Previously, we have reported an increase in the cytokines interleukin-2 (IL-2), tumor necrosis factor-alpha (TNF-alpha), and interferon-gamma (IFN-gamma) early after left lung allotransplantation in dogs. The purpose of this study was to develop a novel model of canine lung autotransplantation and to observe whether ischemia/reperfusion injury alone (in the absence of an allogenic stimulus) would result in this cytokine release as seen in the allograft. Thus, using this model, early changes in cellular and cytokine composition in the lung autograft were monitored through the use of bronchoalveolar lavage (BAL) and plasma. The effects of ischemia/reperfusion injury on lung histology and major histocompatibility class II (MHC II) antigen expression were also observed. Ten mongrel dogs were subjected to left lung autotransplantation. Lungs were stored cold for 4 h, with a warm ischemic time of 1 h. BAL, blood, and biopsy specimens were taken preoperatively and 1 h, 4 h, 24 h, and 1 wk postoperatively. The mean BAL IL-2 levels significantly rose from a preoperative value of 150 +/- 19 pg/ml to 246 +/- 67 pg/ml 4 h after transplantation (p < 0.05), decreasing to preoperative levels after 24 h (128 +/- 54 pg/ml). Plasma levels of IL-2 did not change from preoperative values. In contrast to IL-2, TNF-alpha and IFN-gamma did not change in either BAL or plasma of the autograft.
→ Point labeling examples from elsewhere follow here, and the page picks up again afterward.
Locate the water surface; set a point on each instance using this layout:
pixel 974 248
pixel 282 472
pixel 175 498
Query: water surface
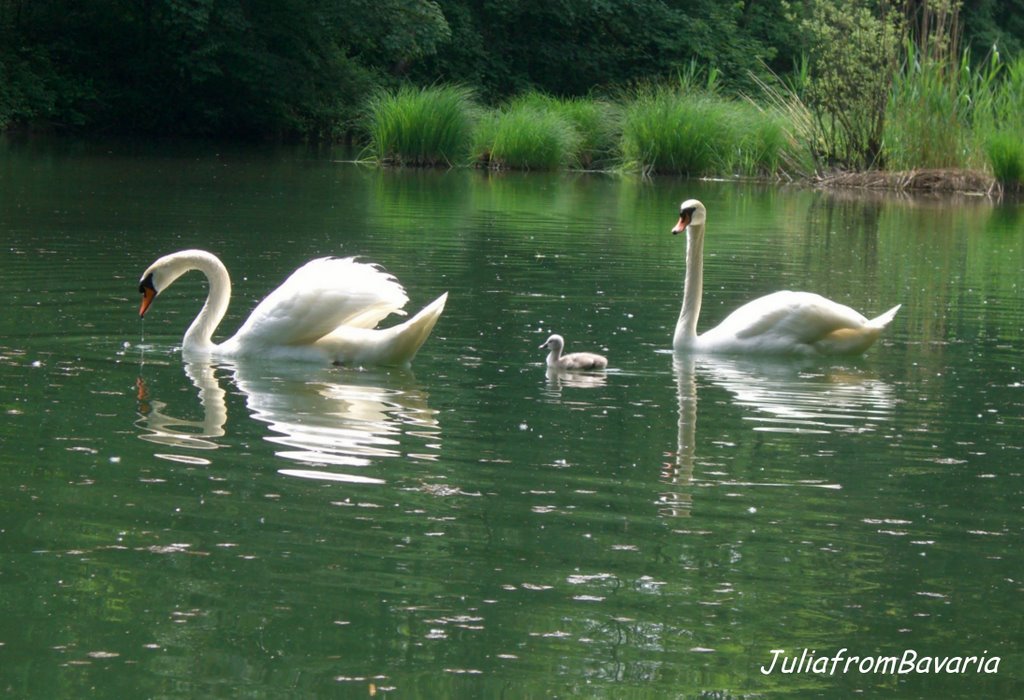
pixel 474 526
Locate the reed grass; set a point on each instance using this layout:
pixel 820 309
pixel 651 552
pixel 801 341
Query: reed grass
pixel 700 133
pixel 412 126
pixel 526 134
pixel 1006 156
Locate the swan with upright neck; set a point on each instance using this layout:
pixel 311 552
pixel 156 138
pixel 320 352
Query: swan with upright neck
pixel 327 311
pixel 782 322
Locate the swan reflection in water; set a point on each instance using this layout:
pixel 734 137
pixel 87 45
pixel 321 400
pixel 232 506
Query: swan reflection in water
pixel 323 418
pixel 559 379
pixel 776 395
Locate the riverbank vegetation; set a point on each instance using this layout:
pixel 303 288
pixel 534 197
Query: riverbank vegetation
pixel 785 90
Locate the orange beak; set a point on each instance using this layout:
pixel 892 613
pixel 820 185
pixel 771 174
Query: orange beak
pixel 148 294
pixel 684 221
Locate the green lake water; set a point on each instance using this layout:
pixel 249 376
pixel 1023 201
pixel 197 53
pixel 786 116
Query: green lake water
pixel 472 527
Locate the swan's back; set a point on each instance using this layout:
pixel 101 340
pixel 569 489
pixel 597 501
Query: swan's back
pixel 318 298
pixel 795 322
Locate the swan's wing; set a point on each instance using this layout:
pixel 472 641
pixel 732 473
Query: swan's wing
pixel 320 297
pixel 799 316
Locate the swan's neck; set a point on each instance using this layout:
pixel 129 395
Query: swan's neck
pixel 199 336
pixel 554 355
pixel 686 326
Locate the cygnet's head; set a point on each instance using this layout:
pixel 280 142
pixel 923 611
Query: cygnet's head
pixel 554 342
pixel 691 213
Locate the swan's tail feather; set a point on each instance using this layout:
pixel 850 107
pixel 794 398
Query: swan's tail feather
pixel 884 319
pixel 395 346
pixel 410 336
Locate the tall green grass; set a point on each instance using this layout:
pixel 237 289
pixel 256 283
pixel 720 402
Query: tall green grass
pixel 999 123
pixel 1006 156
pixel 695 132
pixel 928 118
pixel 526 134
pixel 595 122
pixel 412 126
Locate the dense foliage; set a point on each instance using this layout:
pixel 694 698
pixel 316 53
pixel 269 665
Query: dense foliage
pixel 305 68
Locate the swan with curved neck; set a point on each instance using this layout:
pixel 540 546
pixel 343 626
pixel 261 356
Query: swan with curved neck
pixel 782 322
pixel 327 310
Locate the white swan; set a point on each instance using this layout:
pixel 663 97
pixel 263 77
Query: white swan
pixel 794 322
pixel 326 311
pixel 574 360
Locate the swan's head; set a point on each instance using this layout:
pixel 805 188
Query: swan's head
pixel 162 273
pixel 691 213
pixel 554 342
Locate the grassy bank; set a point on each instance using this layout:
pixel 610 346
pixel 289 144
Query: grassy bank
pixel 937 117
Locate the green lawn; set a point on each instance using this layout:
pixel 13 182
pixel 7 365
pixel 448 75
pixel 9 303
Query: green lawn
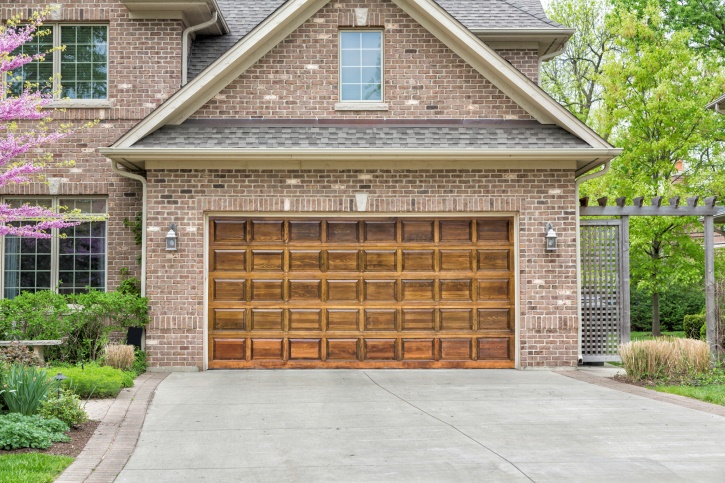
pixel 32 467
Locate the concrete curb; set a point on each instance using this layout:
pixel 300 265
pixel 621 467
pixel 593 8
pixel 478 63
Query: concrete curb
pixel 609 383
pixel 111 445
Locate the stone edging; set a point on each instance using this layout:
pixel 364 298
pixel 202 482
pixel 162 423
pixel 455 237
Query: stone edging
pixel 610 383
pixel 111 445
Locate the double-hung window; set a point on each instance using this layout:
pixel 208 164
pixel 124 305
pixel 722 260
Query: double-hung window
pixel 361 65
pixel 77 71
pixel 72 262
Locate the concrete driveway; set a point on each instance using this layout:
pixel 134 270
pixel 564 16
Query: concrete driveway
pixel 435 425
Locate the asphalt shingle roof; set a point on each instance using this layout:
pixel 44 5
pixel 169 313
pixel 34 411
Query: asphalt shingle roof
pixel 231 134
pixel 243 16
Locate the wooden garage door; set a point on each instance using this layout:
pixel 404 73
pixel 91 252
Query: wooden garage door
pixel 377 292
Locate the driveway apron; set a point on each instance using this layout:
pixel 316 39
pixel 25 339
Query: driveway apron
pixel 417 425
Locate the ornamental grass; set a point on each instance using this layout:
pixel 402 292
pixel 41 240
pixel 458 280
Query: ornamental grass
pixel 665 358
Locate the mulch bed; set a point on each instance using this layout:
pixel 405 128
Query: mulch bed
pixel 79 438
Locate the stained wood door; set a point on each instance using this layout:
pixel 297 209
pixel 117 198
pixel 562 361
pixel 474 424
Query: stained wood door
pixel 361 293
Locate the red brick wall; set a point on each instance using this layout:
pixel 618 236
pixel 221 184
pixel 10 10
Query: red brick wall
pixel 547 280
pixel 423 78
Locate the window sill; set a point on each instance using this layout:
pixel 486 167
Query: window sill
pixel 81 104
pixel 361 106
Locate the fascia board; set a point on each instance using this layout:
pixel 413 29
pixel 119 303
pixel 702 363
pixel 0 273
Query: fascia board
pixel 503 75
pixel 225 69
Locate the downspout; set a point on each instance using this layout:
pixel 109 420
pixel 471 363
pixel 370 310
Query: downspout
pixel 577 184
pixel 138 177
pixel 185 45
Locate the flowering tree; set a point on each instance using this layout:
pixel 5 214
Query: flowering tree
pixel 18 137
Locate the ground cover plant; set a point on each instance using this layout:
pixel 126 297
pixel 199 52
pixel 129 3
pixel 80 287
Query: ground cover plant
pixel 32 467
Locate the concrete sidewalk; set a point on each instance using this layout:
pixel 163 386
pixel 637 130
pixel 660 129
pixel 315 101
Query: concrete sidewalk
pixel 437 425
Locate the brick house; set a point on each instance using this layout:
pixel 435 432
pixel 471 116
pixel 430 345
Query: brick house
pixel 352 183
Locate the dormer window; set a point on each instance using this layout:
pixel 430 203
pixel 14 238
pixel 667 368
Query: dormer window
pixel 361 66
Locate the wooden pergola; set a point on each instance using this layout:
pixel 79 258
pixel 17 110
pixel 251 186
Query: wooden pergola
pixel 708 212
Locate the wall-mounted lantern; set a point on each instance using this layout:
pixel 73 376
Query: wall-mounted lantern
pixel 550 238
pixel 172 238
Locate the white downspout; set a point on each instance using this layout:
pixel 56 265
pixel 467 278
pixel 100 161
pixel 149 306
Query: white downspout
pixel 578 183
pixel 138 177
pixel 185 45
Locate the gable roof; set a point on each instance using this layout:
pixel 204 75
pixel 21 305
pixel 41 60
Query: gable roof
pixel 285 19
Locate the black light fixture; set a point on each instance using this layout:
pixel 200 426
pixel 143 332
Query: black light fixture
pixel 172 238
pixel 550 238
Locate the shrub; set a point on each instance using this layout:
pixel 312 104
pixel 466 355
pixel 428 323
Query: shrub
pixel 21 431
pixel 25 388
pixel 664 358
pixel 65 406
pixel 18 354
pixel 119 356
pixel 691 324
pixel 93 380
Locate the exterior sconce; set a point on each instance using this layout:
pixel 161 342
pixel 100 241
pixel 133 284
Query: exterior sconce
pixel 550 238
pixel 171 238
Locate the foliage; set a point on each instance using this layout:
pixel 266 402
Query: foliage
pixel 119 356
pixel 25 388
pixel 21 431
pixel 19 138
pixel 93 380
pixel 18 354
pixel 664 358
pixel 692 324
pixel 65 406
pixel 32 467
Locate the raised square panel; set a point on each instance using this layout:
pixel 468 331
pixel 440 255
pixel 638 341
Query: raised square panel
pixel 304 260
pixel 493 230
pixel 304 349
pixel 380 261
pixel 493 260
pixel 380 349
pixel 305 231
pixel 342 232
pixel 418 260
pixel 300 319
pixel 305 290
pixel 456 260
pixel 229 349
pixel 342 320
pixel 456 319
pixel 268 260
pixel 267 349
pixel 494 319
pixel 456 230
pixel 493 289
pixel 229 260
pixel 380 290
pixel 267 231
pixel 423 319
pixel 342 349
pixel 494 349
pixel 380 320
pixel 229 290
pixel 418 290
pixel 342 261
pixel 229 231
pixel 456 290
pixel 267 319
pixel 342 290
pixel 267 290
pixel 418 231
pixel 455 349
pixel 418 350
pixel 380 231
pixel 228 319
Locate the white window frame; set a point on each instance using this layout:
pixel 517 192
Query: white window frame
pixel 54 241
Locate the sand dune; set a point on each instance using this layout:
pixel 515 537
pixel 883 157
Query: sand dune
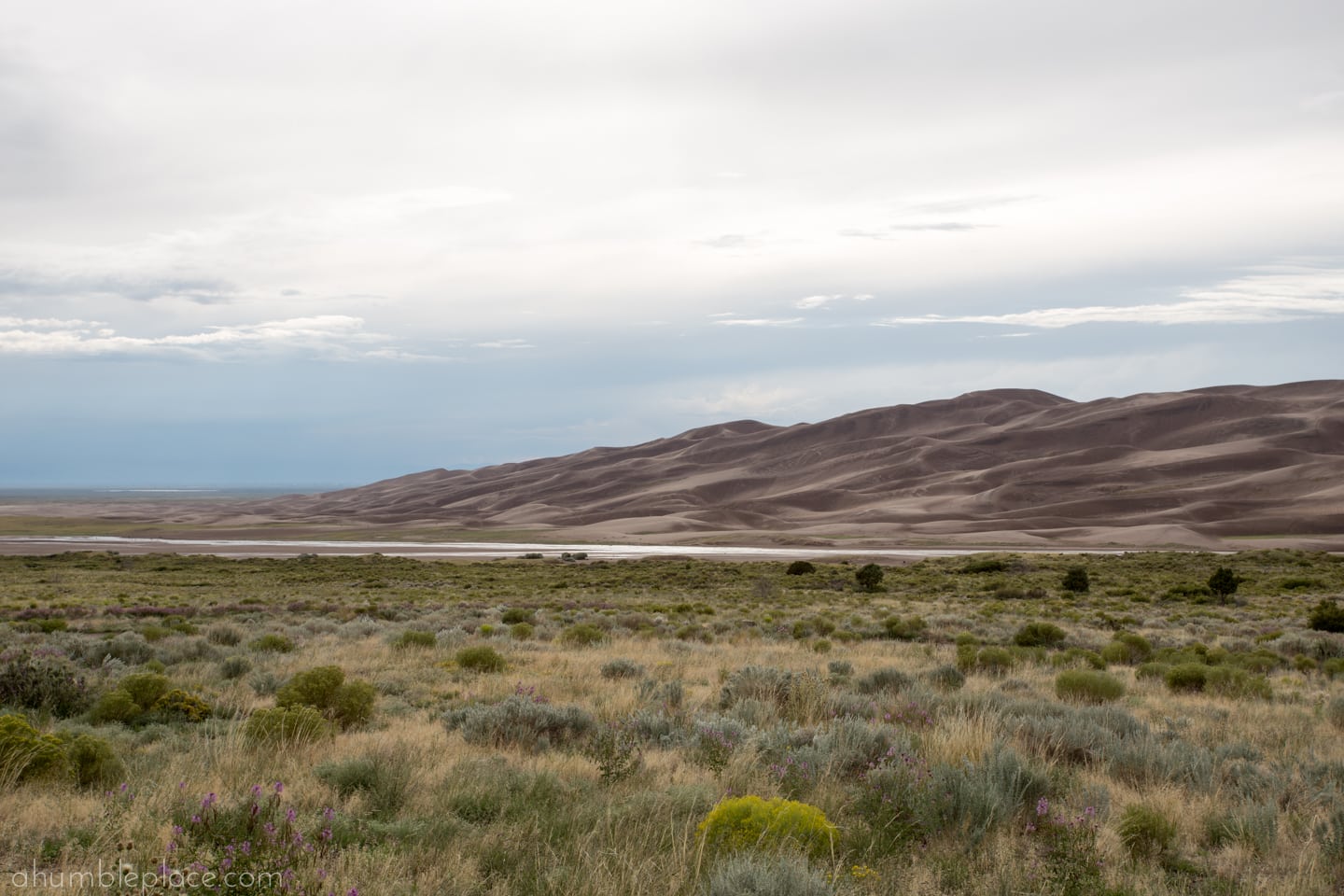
pixel 1005 465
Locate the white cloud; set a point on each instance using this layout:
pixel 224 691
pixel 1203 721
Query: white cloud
pixel 749 399
pixel 823 301
pixel 1269 296
pixel 327 335
pixel 758 321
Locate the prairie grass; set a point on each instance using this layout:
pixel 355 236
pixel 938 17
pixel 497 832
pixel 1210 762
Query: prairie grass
pixel 585 751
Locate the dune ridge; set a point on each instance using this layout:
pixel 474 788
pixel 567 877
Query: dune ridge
pixel 1016 465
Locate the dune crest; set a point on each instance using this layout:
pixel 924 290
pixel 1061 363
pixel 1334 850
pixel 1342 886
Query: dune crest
pixel 1195 467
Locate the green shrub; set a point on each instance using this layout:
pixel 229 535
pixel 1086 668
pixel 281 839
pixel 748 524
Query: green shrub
pixel 616 751
pixel 115 706
pixel 182 706
pixel 287 727
pixel 1152 670
pixel 1075 581
pixel 1087 685
pixel 1075 657
pixel 521 721
pixel 1224 581
pixel 1327 615
pixel 353 706
pixel 1187 676
pixel 223 635
pixel 753 823
pixel 1145 832
pixel 414 638
pixel 315 687
pixel 1237 682
pixel 582 636
pixel 1335 712
pixel 1039 635
pixel 748 875
pixel 94 763
pixel 480 658
pixel 27 754
pixel 272 644
pixel 868 578
pixel 324 688
pixel 48 685
pixel 1127 648
pixel 144 688
pixel 622 669
pixel 906 629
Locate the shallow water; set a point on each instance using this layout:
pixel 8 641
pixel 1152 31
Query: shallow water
pixel 470 550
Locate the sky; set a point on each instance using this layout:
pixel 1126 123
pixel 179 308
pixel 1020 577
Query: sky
pixel 326 244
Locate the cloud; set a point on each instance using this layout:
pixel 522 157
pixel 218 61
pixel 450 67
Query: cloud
pixel 504 344
pixel 749 399
pixel 964 204
pixel 1323 101
pixel 136 287
pixel 758 321
pixel 823 301
pixel 940 226
pixel 333 336
pixel 1267 296
pixel 726 241
pixel 949 226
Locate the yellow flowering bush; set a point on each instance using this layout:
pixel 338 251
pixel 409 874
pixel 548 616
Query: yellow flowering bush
pixel 750 822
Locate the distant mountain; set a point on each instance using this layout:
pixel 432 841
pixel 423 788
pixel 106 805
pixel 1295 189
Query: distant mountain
pixel 1179 467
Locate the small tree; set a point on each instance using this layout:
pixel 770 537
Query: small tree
pixel 1327 617
pixel 870 578
pixel 1224 583
pixel 1075 581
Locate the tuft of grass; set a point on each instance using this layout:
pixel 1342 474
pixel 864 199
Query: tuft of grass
pixel 1087 685
pixel 480 658
pixel 1145 832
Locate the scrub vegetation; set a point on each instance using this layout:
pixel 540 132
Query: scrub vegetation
pixel 1129 724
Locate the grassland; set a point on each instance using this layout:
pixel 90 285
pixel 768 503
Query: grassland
pixel 546 727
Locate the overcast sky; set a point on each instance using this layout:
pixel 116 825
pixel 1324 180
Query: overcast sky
pixel 319 244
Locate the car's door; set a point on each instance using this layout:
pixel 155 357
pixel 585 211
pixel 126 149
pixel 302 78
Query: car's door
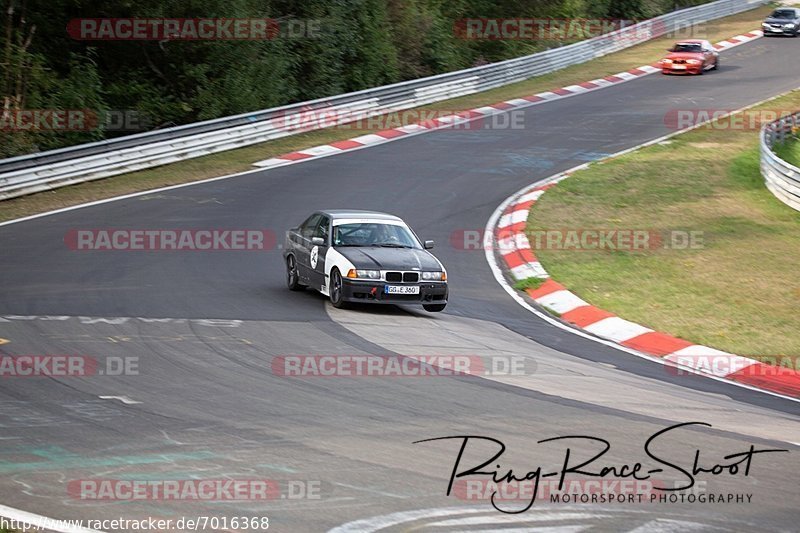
pixel 320 242
pixel 302 246
pixel 709 54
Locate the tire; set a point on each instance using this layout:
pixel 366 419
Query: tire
pixel 292 276
pixel 336 290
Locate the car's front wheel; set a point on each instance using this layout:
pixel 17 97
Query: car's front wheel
pixel 292 276
pixel 336 289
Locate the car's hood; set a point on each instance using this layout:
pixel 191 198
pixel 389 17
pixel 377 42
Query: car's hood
pixel 684 55
pixel 377 258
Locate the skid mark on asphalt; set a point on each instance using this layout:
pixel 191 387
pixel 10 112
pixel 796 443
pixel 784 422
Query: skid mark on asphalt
pixel 55 458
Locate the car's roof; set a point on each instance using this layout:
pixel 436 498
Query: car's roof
pixel 357 213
BAL total cell counts demonstrated a significant neutrophil influx in the autograft at 1, 4, and 24 h postoperatively (preoperative: 1.8 +/- 0.56 x 10(3) cells/ml; 1 h: 31 +/- 20 x 10(4) cells/ml; 4 h: 15 +/- 7.4 x 10(4) cells/ml; 24 h: 17 +/- 5.2 x 10(4) cells/ml) (p < 0.05), while the total number of lymphocytes and macrophages remained relatively constant. Histology revealed a relatively normal lung with slight inflammation at 4 and 24 h that began to resolve after 1 wk. However, there was evidence of MHC II antigen expression on lung epithelium after 1 wk. We conclude that short periods of ischemia can result in the early release of IL-2 that occurs in the absence of an allogeneic stimulus and that ischemia/reperfusion injury may be a potential inducer of MHC II antigen expression.